My mind went to St Brendan's College. The students on each Thursday assist with "Eddie's Van" where meals are given to those in need. It is in co-ordination with St Vincent de Paul. I think it would be a fantastic project for the students to co-ordinate the Eddie's Van requirements using wiki. Looking at senior Social and Community Studies syllabus on the QCAA site, one of the learning benefits is that: "the development of citizenship skills helps you to become an active and contributing member of society and allows you to understand and empathise with different perspectives, and within various social contexts".

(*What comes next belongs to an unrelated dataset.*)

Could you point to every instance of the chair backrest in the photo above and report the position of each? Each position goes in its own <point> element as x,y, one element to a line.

(https://www.qcaa.qld.edu.au/downloads/senior/snr_social_comm_14_sas_guide.pdf) So the co-ordination part of the project would be made so much more stream-lined, just like the camping trip co-ordination in the clip above. It would move in to redefinition once we add in the aspect of real-life social investigation and the sharing of thoughts and possible solutions or improvements. The ICT in this case would redefine how the students provide assessment on their social and citizenship investigation.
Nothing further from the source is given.